Но гайморит, а именно такой диагноз был поставлен Кожедубу позднее, невозможно было излечить в условиях прифронтового аэродрома. Осложнения от заболевания гайморовых и ушных полостей мучили его всю жизнь. Думается, причина здесь была не только в простуде, но и в специфике летной работы, вызывавшей при резком наборе самолетом высоты гипоксемию — пониженное содержание кислорода в крови и недостаточное содержание углекислоты. Это также порой приводило к сильным болям в придаточных пазухах. Такое явление в медицине носит название высотной, или горной, болезни. Ну, а простуда привела еще и к воспалительным процессам в носоглотке, еще больше обострила болезнь, сделала ее хронической. Надо заметить, что своеобразный, «высотный», гайморит характерен для очень многих пилотов, тем более тех, кто летал с большими перегрузками в негерметичных кабинах.
«14.3.1944 года в составе 6 Ла-5 прикрывал переправу через Южный Буг. Активной атакой рассеял 19 бомбардировщиков Ю-87. Не допустил их к цели. Руководимая им группа сбила 4 вражеских бомбардировщика, а лично тов. Кожедуб сбил 1 Ю-87» — так описан бой, после которого пришлось совершить вынужденную посадку, чтобы выручить друга, в представлении Кожедуба ко второй медали «Золотая Звезда».

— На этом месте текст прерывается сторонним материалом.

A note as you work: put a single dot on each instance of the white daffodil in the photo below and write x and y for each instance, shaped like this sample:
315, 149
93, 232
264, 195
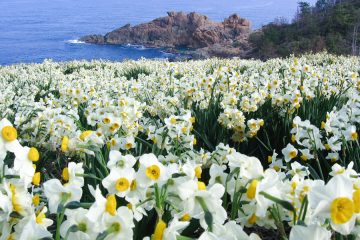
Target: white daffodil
77, 217
119, 226
150, 171
289, 152
57, 193
29, 228
101, 208
250, 167
8, 139
174, 229
119, 181
335, 201
72, 174
270, 184
116, 159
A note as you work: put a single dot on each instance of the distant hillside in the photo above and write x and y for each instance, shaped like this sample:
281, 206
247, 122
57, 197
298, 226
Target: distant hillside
330, 25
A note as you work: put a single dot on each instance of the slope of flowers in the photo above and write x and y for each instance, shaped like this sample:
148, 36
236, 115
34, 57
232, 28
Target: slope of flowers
213, 149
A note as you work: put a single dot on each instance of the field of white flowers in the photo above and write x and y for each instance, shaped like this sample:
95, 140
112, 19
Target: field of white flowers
212, 149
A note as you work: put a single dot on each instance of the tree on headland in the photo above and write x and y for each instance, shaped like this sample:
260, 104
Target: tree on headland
330, 25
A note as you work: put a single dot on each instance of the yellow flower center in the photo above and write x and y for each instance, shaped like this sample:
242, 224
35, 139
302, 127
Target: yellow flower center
252, 219
133, 185
292, 153
84, 134
65, 174
342, 210
153, 172
122, 184
356, 200
36, 179
198, 172
159, 230
40, 217
65, 144
173, 120
185, 218
33, 155
354, 136
251, 191
9, 133
106, 120
128, 146
16, 205
36, 199
110, 206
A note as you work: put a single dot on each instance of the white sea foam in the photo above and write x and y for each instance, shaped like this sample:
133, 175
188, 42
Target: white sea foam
75, 41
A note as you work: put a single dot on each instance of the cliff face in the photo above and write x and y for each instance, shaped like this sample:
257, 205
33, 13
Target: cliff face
178, 29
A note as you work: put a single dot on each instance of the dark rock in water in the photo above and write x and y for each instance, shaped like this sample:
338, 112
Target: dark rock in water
194, 31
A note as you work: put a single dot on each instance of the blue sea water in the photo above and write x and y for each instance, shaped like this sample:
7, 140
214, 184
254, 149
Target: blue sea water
34, 30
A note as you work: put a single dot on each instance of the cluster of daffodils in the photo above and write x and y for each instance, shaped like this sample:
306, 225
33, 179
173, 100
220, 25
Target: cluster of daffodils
152, 150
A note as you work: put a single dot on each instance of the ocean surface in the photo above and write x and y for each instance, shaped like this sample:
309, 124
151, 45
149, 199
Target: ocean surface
34, 30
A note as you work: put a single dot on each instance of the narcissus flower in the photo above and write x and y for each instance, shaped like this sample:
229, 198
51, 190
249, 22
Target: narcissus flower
335, 201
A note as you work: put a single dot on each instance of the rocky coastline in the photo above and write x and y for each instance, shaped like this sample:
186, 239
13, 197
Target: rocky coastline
192, 34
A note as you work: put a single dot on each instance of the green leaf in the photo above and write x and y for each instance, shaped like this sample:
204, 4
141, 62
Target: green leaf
102, 235
183, 238
11, 176
313, 172
285, 204
208, 215
73, 205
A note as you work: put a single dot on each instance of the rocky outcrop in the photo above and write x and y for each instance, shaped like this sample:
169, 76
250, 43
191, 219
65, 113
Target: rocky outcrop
205, 38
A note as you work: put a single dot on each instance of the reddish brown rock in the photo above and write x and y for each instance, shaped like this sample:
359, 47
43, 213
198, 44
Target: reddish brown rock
178, 29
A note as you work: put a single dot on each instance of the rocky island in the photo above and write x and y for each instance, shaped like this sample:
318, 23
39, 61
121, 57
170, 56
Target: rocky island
190, 33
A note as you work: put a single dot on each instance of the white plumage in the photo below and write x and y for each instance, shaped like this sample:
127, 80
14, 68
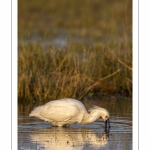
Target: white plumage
67, 111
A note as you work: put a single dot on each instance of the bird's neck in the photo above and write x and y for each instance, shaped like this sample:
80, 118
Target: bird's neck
89, 118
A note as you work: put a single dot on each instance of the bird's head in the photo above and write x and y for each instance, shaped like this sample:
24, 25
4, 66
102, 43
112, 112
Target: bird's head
98, 112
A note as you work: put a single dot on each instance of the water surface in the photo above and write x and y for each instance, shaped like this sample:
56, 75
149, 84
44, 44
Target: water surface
35, 134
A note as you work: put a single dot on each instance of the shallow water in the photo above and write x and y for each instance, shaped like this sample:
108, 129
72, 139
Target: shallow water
35, 134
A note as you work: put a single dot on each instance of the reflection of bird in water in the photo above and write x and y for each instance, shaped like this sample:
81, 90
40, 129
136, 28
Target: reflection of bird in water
67, 111
68, 138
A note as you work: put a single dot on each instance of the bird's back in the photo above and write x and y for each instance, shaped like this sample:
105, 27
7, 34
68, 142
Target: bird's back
63, 111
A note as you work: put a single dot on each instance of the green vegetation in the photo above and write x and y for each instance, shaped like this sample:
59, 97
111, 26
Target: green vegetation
79, 69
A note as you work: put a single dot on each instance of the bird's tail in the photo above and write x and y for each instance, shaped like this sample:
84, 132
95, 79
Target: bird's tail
36, 111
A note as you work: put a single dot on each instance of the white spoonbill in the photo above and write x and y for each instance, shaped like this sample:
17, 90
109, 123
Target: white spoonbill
64, 112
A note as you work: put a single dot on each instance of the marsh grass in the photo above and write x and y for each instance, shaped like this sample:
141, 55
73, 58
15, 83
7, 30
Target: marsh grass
104, 65
76, 71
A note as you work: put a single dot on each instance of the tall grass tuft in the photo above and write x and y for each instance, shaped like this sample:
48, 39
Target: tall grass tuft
75, 71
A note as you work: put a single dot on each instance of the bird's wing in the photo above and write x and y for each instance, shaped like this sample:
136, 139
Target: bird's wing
59, 112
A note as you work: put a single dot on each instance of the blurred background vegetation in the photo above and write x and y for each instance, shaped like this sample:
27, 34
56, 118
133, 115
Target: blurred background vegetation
74, 48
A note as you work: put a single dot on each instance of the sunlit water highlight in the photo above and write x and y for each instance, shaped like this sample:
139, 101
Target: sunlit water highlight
36, 134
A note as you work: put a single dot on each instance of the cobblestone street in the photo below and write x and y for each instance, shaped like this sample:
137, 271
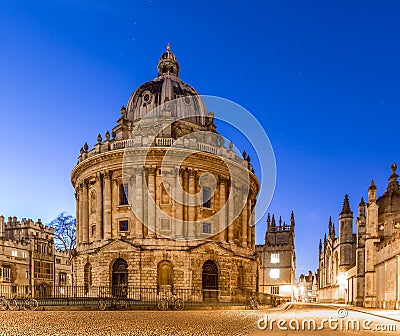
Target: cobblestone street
127, 323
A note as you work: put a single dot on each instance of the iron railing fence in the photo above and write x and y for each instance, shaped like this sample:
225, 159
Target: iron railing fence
136, 296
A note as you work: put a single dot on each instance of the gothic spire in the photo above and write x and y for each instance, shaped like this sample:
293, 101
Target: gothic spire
372, 186
346, 206
393, 183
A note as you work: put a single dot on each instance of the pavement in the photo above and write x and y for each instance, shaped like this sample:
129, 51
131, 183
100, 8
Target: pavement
201, 322
393, 315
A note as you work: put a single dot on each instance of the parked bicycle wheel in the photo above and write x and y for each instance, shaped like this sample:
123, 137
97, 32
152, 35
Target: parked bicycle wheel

В этом же документе читаем: «11 апреля 1944 года в районе Тыргу-Фрумос (Кожедуб) встретил один ПЗЛ-24 под прикрытием 2 Me-109. Атаковал его и сбил». Так же кратко описан этот бой в формуляре полка. В справке на сбитые самолеты противника указывается:
«11.4.44 года в 17.50 сбил самолет противника типа ПЗЛ-24, который упал в районе Сырка. Подтверждают… летчики, участвовавшие в этом воздушном бою: младшие лейтенанты Мухин Василий Филиппович, Никитин Михаил Кузьмич и лейтенант Брызгалов Павел Александрович».
В своих воспоминаниях Иван Никитович никак не вспоминает эту победу, а в списке сбитых самолетов противника с пометками самого аса марка ПЗЛ-24 тщательно зачеркнута рукой нашего героя и заменена на Me-109. Еще бы! ПЗЛ — известная польская марка, самолеты этого типа вступили в бой с нацистами в 1939 году, а Польша до перестройки числилась в друзьях СССР, была одной из стран Варшавского договора.
19 апреля 1944 года во главе четверки (Кожедуб — Мухин, Гопкало — Никитин) Иван Никитович вылетел на прикрытие наземных войск в район Вултурул.
«В районе прикрытия встретили до 16 Хе-111 под прикрытием 6-ти Me-109. В воздушном бою сбил 1 самолет противника Хе-111», — из представления капитана Кожедуба к званию дважды Героя Советского Союза.
«19.4.44 в 14-35 сбил самолет противника типа Хе-111, который упал в районе севернее Ясс. Подтверждают летчики, участвовавшие в этом воздушном бою — младшие лейтенанты Гопкало Андрей Яковлевич и Мухин Василий Филиппович» (из «Справки на самолеты противника сбитые… капитаном Кожедуб Иваном Никитовичем»).
«Хейнкель-111» среди советских летчиков считался, наверное, самым дорогим воздушным трофеем. Это было связано как с его боевой мощью, так и с относительно высокой себестоимостью. (Мы не говорим здесь о единичных победах над гораздо более редкими и дорогими машинами: До-217, Ю-188, Хе-177, ФВ-200.) Четвертый по своей численности в люфтваффе (Хе-111 было выпущено, по некоторым данным, 6068 штук, однако, возможно, их было произведено более 7000) [24], он не часто становился добычей советских асов.
6 машин этого типа лично и одну в группе уничтожил Герой Советского Союза майор А.Н. Дергач.
Также 6 Хе-111 сбил лейтенант 86-го гвардейского ИАП Митрофан Федорович Манулин, в 1942—1943 годах уничтоживший не менее 16 самолетов противника (из них 7 двухмоторных бомбардировщиков). Он погиб в бою в октябре 1943 года, так и не удостоенный звания Героя Советского Союза.
6 Хе-111 (из 19 неприятельских самолетов) на боевом счету Героя Советского Союза комэска 402-го ИАП майора Г С. Балашова.
По 5 машин этого типа на счету выдающихся асов — Ш. М. Абдрашитова, Г.А. Баевского, А.М. Бастрикова, П.А. Гнидо. Комэск 15-го ПАЛ капитан А.М. Бастриков, имеющий на своем счету более 24 лично сбитых самолетов противника и погибший в 1943 году в землянке от случайного выстрела из пистолета, был награжден за свой героизм единственным орденом — Александра Невского. Кстати, ни одной машины этого типа нет на счету великого А.И. Покрышкина.